Real Estate – Especially for long-term investment, real-estate is an ideal investment avenue, for those with the money for it. The industry has become well regulated since the last few years, because of the Real Estate Regulation and Development Act (RERA) which came into practice in 2016.
Stock Market Investment – It is commonly known that investment in the stock market comes with high risks, even though this offers the best returns. While investing in the stock market, investors can choose from various small, mid and large-cap stocks. To create a balanced portfolio you can also invest in all of them. However, experts suggest only those with the proper knowledge of the market should opt for investing in the stock market, otherwise one should seek the help of experts. Even though the long-term capital gains were made taxable in the Budget 2018, it still appears to be tax-friendly to investors.
National Pension Scheme – This government-sponsored scheme is one of the best modes of investment, especially for those with a very low-risk profile. The risks of the investor’s investment are cut off, as it is backed by the government. Investing in the NPS also comes with the additional tax benefits under Section 80CCD.

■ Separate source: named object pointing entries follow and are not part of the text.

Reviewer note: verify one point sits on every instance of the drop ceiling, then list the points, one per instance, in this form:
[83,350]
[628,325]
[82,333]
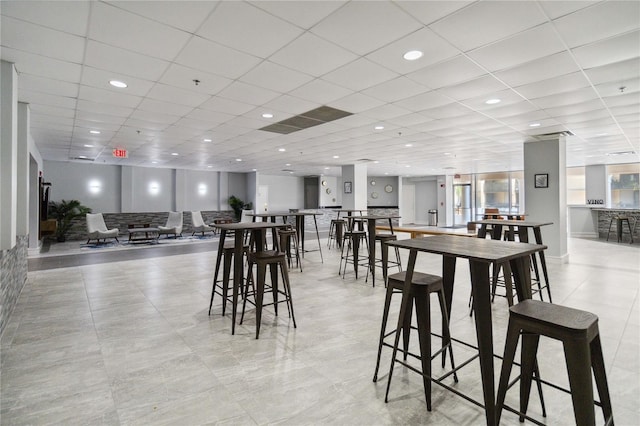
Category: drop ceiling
[201,75]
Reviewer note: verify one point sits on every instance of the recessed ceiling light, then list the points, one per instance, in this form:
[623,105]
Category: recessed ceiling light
[412,55]
[117,83]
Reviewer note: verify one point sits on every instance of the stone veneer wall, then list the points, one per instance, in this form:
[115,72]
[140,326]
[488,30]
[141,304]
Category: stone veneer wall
[604,219]
[12,279]
[154,219]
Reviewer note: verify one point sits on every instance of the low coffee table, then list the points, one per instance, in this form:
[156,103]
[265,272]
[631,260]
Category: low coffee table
[151,235]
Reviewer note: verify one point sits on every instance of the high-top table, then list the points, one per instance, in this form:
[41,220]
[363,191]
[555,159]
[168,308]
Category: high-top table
[481,253]
[300,216]
[257,230]
[371,230]
[521,228]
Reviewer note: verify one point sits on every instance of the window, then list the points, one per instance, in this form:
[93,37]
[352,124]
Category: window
[624,185]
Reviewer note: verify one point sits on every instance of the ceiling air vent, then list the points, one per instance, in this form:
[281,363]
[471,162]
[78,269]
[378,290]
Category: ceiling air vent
[315,117]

Public Provident Fund – PPF is a safe and secure nature of investment instrument especially for long-term investments. It offers guaranteed returns that are fully exempted from tax. It comes with a lock-in period of 15 years which enables the investor to earn higher interest on their investments. One can also additionally extend one’s investment time-frame, by a block of 5 years after the maturity of 15 years. Investors can only withdraw their investments after 6 years, which is the minimum period of investment. The minimum and maximum amount of investment are set at Rs 500 and Rs 1.5 lakh respectively, in a fiscal year. In case of any monetary emergencies, one can also opt for taking a loan on the balance of one’s PPF account.